Conversation between Clifford Zulu and Andreas Wutz in Germany recently

BY SHARON SIBINDI

National Gallery of Zimbabwe’s Bulawayo assistant curator Clifford Zulu has been a guest at Ebenböckhaus in Munich, Germany, for a month where he took part in an exhibition dubbed Echoing Silences — Zimbabwe as Metaphor by Andreas Wutz.

Echoing Silences — Zimbabwe as Metaphor is an interdisciplinary art and exhibition project on the history of violence using the example of the Zimbabwean War of Liberation and its traumatic aftermath in a pos-tcolonial African society.

In an interview with Standard Style, Zulu said the project investigates and considers this history of violence using images and texts from natural sciences such as botany, geology and paleontology, and an archaeology of private everyday objects.

“The exhibition included photographs and texts, film and video screenings, a library, a film programme. I did the introductory artiste talk and the exhibition was based on long-term research in various places in Zimbabwe, particularly in Chimanimani, Mutare, Harare and Bulawayo,” he said.

“The research included places in nature as well as local archives, museums, libraries and other institutions.

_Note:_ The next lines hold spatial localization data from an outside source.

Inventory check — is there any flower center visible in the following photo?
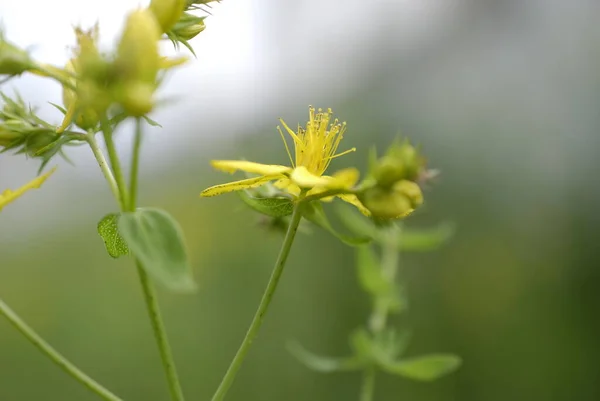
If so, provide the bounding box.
[277,106,356,176]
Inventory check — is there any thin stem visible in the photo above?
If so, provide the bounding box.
[212,202,304,401]
[86,132,120,203]
[0,300,122,401]
[100,118,129,210]
[360,366,375,401]
[127,118,184,401]
[129,118,142,211]
[135,259,184,401]
[369,226,400,333]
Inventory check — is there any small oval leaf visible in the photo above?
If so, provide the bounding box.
[238,191,294,217]
[287,342,362,373]
[98,213,129,259]
[382,354,462,381]
[304,201,372,246]
[118,208,196,292]
[398,223,455,252]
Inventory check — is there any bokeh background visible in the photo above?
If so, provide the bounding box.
[0,0,600,401]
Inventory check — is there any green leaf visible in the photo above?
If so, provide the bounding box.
[350,328,374,362]
[374,329,410,361]
[398,223,455,252]
[238,191,294,217]
[382,354,462,381]
[118,208,196,292]
[98,213,129,259]
[337,205,377,238]
[356,245,393,296]
[142,116,162,128]
[48,102,67,115]
[287,342,362,373]
[304,201,371,246]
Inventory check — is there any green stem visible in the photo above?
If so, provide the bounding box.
[129,118,142,206]
[86,132,121,203]
[135,259,184,401]
[100,118,129,211]
[360,366,375,401]
[88,119,184,401]
[123,118,184,401]
[212,202,304,401]
[0,300,122,401]
[369,225,400,333]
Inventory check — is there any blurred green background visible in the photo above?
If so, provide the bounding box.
[0,0,600,401]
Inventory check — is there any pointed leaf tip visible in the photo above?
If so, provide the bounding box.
[118,208,196,292]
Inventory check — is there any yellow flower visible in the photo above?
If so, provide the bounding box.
[200,106,368,214]
[0,168,56,210]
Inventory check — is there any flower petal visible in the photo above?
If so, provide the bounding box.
[329,167,360,189]
[210,160,292,175]
[273,177,300,196]
[290,166,332,188]
[200,175,280,197]
[0,167,56,210]
[338,194,371,216]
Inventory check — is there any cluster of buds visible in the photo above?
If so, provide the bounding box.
[358,141,425,220]
[58,0,211,127]
[0,93,82,171]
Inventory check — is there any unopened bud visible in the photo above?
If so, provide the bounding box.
[0,128,22,147]
[150,0,186,32]
[171,13,206,40]
[121,81,156,117]
[0,33,35,75]
[359,180,423,220]
[116,10,161,116]
[371,141,425,188]
[56,59,101,133]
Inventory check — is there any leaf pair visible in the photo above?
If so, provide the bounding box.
[238,191,371,246]
[338,206,455,252]
[98,208,196,292]
[288,330,462,381]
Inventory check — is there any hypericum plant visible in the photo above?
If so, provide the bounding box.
[289,208,461,401]
[0,0,459,401]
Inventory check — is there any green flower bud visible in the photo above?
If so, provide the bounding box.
[371,141,425,188]
[0,128,22,147]
[24,130,57,157]
[0,33,35,75]
[115,10,161,116]
[121,81,156,117]
[171,13,206,40]
[359,180,423,220]
[150,0,186,32]
[56,59,101,133]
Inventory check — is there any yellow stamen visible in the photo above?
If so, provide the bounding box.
[277,127,296,168]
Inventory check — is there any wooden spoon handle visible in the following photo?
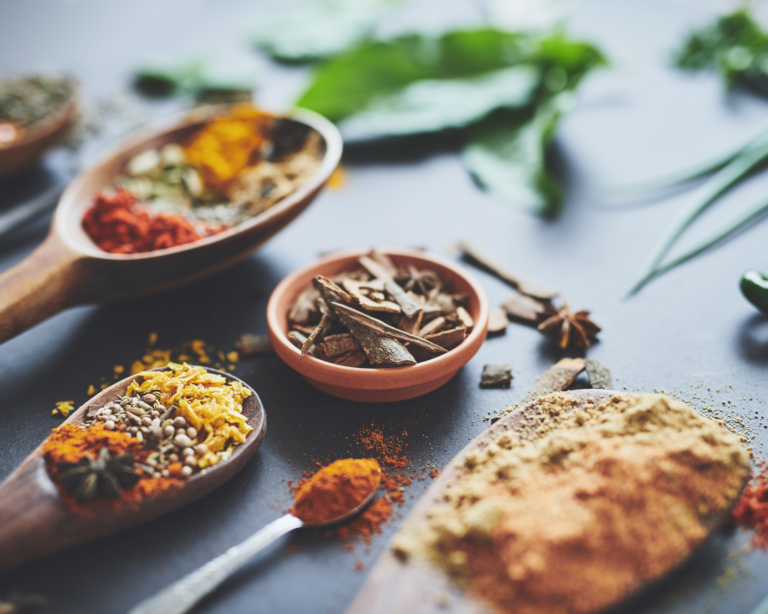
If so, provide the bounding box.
[0,231,82,343]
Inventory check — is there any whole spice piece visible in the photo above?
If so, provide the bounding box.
[393,393,749,614]
[459,240,559,301]
[480,363,512,388]
[291,458,381,524]
[83,190,207,254]
[288,250,475,367]
[538,303,600,349]
[739,269,768,313]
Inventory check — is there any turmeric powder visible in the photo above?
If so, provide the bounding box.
[184,103,274,193]
[291,458,381,524]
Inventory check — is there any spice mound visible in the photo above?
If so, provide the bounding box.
[291,458,381,524]
[43,363,252,504]
[82,103,324,254]
[0,75,75,148]
[288,250,474,367]
[393,393,749,614]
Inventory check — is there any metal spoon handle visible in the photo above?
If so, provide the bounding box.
[128,514,303,614]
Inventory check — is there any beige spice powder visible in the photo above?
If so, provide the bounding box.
[393,393,749,614]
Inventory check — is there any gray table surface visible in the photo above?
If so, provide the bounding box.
[0,0,768,614]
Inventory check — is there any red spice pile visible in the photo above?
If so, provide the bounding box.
[43,424,181,517]
[83,189,212,254]
[731,463,768,549]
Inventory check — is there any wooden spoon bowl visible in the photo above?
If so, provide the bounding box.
[0,86,78,179]
[346,389,748,614]
[0,105,342,343]
[0,369,267,571]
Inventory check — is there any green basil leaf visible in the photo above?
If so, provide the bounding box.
[339,65,539,139]
[461,97,564,216]
[253,0,393,62]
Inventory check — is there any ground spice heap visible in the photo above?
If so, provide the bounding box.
[291,458,381,524]
[393,393,749,614]
[731,463,768,549]
[43,363,252,505]
[83,104,324,254]
[83,189,207,254]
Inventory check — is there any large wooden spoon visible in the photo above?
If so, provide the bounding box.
[346,390,748,614]
[0,105,342,343]
[0,369,267,571]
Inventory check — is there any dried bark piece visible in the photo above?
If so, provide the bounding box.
[301,313,331,356]
[456,306,475,330]
[336,350,368,367]
[488,309,509,335]
[331,303,445,354]
[458,241,559,301]
[426,326,467,350]
[384,279,421,318]
[337,313,416,367]
[235,333,274,356]
[480,363,512,388]
[584,358,613,390]
[288,330,307,349]
[288,286,320,324]
[344,279,401,313]
[312,275,355,304]
[501,294,547,326]
[318,333,362,358]
[418,316,445,337]
[398,309,424,335]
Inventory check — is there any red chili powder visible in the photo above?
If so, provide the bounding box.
[83,189,213,254]
[731,463,768,549]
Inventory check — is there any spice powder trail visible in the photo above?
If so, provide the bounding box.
[393,393,749,614]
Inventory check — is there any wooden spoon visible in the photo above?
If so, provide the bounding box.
[346,389,748,614]
[0,369,267,571]
[0,92,78,178]
[0,105,342,343]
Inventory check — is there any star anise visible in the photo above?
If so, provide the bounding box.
[59,447,141,503]
[538,303,600,349]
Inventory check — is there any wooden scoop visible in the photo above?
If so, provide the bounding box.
[0,93,78,178]
[346,389,748,614]
[0,105,342,343]
[0,369,267,571]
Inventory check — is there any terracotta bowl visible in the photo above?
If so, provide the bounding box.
[267,248,488,403]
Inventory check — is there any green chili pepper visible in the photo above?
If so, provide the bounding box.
[739,270,768,313]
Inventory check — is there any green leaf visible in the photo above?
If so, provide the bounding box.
[628,188,768,294]
[462,98,565,216]
[339,65,539,138]
[296,35,432,121]
[628,132,768,296]
[253,0,394,62]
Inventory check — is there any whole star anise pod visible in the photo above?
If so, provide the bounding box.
[59,447,141,503]
[538,303,600,349]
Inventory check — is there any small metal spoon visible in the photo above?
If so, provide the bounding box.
[128,476,381,614]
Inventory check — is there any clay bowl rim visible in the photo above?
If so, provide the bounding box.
[267,247,489,390]
[53,103,343,262]
[0,75,80,155]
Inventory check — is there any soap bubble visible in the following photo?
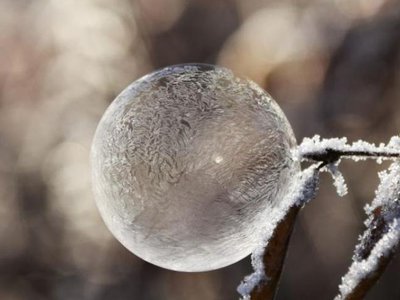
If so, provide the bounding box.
[91,64,299,272]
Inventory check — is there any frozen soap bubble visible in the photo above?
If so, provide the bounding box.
[91,64,299,272]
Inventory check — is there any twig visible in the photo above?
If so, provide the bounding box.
[335,163,400,300]
[238,165,319,300]
[238,136,400,300]
[250,205,300,300]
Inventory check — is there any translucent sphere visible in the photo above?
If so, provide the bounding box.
[91,64,299,272]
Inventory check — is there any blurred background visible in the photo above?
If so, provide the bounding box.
[0,0,400,300]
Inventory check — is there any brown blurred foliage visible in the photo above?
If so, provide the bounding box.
[0,0,400,300]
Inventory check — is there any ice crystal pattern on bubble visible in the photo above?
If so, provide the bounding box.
[92,65,299,271]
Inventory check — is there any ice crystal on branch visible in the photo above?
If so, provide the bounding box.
[335,162,400,300]
[238,164,319,300]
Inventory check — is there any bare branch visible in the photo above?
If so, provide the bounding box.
[238,165,319,300]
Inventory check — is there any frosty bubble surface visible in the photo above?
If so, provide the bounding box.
[91,64,299,271]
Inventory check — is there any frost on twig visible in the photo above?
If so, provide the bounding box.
[335,162,400,300]
[295,135,400,164]
[238,164,319,300]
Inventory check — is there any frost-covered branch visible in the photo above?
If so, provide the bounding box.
[335,162,400,300]
[238,136,400,300]
[238,164,319,300]
[295,135,400,165]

The title Echoing Silences — Zimbabwe as Metaphor, refers to the huge number of unspoken individual memories that form a collective trauma and don’t find a place in the history books.”

Zulu said history can be written, but memory is based on images that need to be expressed individually and very often fail to find an adequate form, the history of violence in Zimbabwe (the liberation war 1964-79, including the ethnic cleansing in Matabeleland 1982-88), is still afflicting unconsciously each individual.

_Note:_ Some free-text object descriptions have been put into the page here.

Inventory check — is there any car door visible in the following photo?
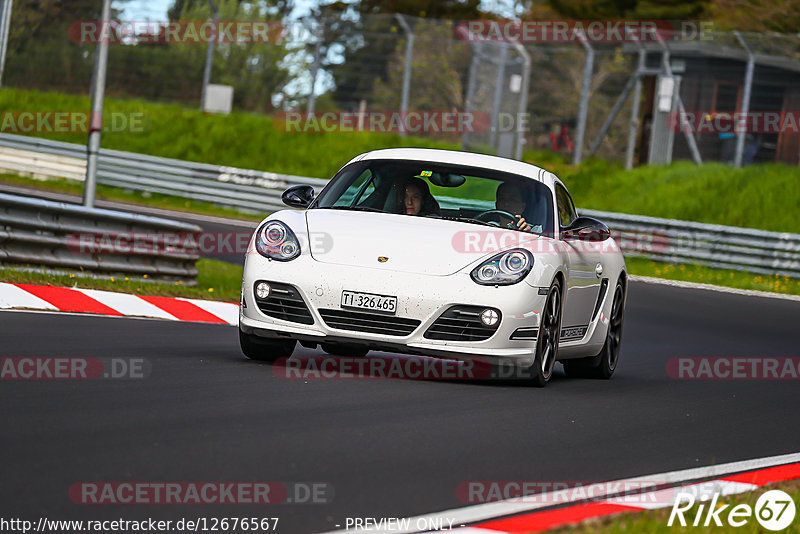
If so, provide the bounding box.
[555,182,600,341]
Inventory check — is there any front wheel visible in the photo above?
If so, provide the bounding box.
[564,280,625,380]
[530,278,562,387]
[239,330,297,362]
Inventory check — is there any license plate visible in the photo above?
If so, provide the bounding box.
[342,291,397,314]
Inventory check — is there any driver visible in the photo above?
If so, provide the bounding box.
[495,182,533,232]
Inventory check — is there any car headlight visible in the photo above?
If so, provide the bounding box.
[470,249,533,286]
[256,221,300,261]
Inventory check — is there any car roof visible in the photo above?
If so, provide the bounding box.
[348,148,555,187]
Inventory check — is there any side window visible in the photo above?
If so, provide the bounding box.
[556,184,578,226]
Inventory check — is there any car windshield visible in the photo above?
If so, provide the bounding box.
[311,160,554,235]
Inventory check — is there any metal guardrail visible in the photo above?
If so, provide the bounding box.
[0,134,328,213]
[0,193,202,285]
[0,134,800,278]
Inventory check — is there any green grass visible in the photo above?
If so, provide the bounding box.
[0,259,242,302]
[625,256,800,295]
[550,480,800,534]
[0,88,459,178]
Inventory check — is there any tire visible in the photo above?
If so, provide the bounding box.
[320,343,369,358]
[563,280,625,380]
[530,278,563,388]
[239,330,297,362]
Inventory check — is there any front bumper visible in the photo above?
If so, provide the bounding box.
[239,256,546,365]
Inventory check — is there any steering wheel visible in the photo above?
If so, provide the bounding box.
[474,210,517,229]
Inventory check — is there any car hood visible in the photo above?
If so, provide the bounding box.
[306,209,539,276]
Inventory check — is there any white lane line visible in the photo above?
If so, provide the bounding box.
[325,453,800,534]
[176,298,239,326]
[76,288,178,321]
[628,275,800,302]
[0,282,58,311]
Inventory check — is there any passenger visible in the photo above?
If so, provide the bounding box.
[397,177,441,216]
[495,182,541,232]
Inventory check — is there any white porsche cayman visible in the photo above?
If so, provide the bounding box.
[239,149,627,386]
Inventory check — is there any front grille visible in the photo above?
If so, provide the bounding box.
[425,306,502,341]
[319,309,420,336]
[253,280,314,324]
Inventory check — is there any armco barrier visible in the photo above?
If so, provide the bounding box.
[0,134,800,278]
[0,193,201,285]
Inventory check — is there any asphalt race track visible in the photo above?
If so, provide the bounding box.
[0,282,800,534]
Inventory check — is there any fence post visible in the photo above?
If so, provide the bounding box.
[200,0,219,110]
[572,33,594,165]
[83,0,111,208]
[733,31,756,167]
[394,13,414,137]
[0,0,14,87]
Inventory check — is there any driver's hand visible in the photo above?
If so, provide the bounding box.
[514,215,531,232]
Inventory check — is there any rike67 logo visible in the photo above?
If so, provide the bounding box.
[667,490,797,532]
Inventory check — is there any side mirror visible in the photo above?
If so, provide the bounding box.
[561,217,611,242]
[281,185,314,209]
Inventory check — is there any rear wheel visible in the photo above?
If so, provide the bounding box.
[530,278,562,387]
[321,343,369,358]
[564,280,625,380]
[239,330,297,362]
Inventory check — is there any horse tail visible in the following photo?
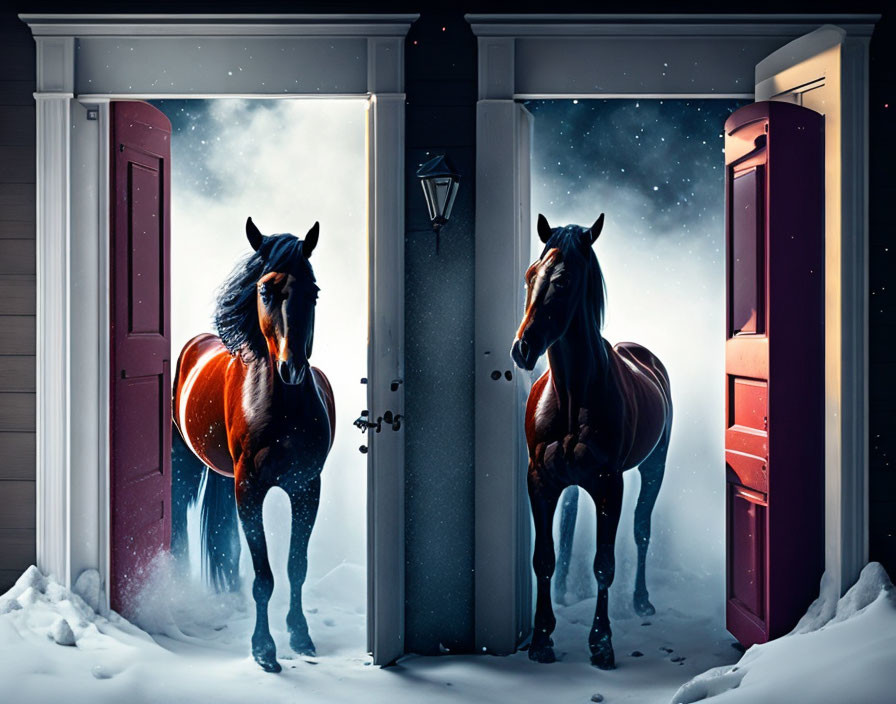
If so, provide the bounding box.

“A traumatised war generation passes on its trauma to the post-war generation. Speaking about such a trauma, finding words for it, is difficult in Zimbabwe and elsewhere. The topic is sensitive and the generation-spanning silence seems to be both psychologically and politically motivated,” he said.

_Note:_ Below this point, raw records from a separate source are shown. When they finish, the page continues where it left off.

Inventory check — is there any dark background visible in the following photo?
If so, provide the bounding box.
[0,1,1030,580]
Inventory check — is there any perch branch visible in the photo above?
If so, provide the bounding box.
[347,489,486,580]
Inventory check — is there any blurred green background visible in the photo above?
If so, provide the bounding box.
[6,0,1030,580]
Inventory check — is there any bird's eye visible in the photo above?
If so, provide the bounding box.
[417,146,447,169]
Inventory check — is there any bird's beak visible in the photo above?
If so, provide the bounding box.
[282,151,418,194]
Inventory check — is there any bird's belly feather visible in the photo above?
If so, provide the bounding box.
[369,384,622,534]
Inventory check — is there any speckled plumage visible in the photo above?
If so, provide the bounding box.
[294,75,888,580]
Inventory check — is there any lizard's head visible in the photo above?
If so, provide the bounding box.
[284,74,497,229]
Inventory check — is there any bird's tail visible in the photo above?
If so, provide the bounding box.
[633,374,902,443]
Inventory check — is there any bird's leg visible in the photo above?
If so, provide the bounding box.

“Therefore Echoing Silences — Zimbabwe as Metaphor approaches the topic carefully in an uncommon way by using documents of the history of a secondary order, such as natural history [Invisible Landscape] or archaeology of private everyday objects [My Object Tells].”

Zulu said the Germany trip came after they hosted a visiting artist called Wutz who is a digital artist and media researcher and had come as a first international resident artist for their visiting artists residency programme.

“We agreed that I was going to visit Germany and also put up an exhibition about his residency here in Bulawayo, particularly about the research that he did, workshops that he conducted here with young artists in Bulawayo,” he said.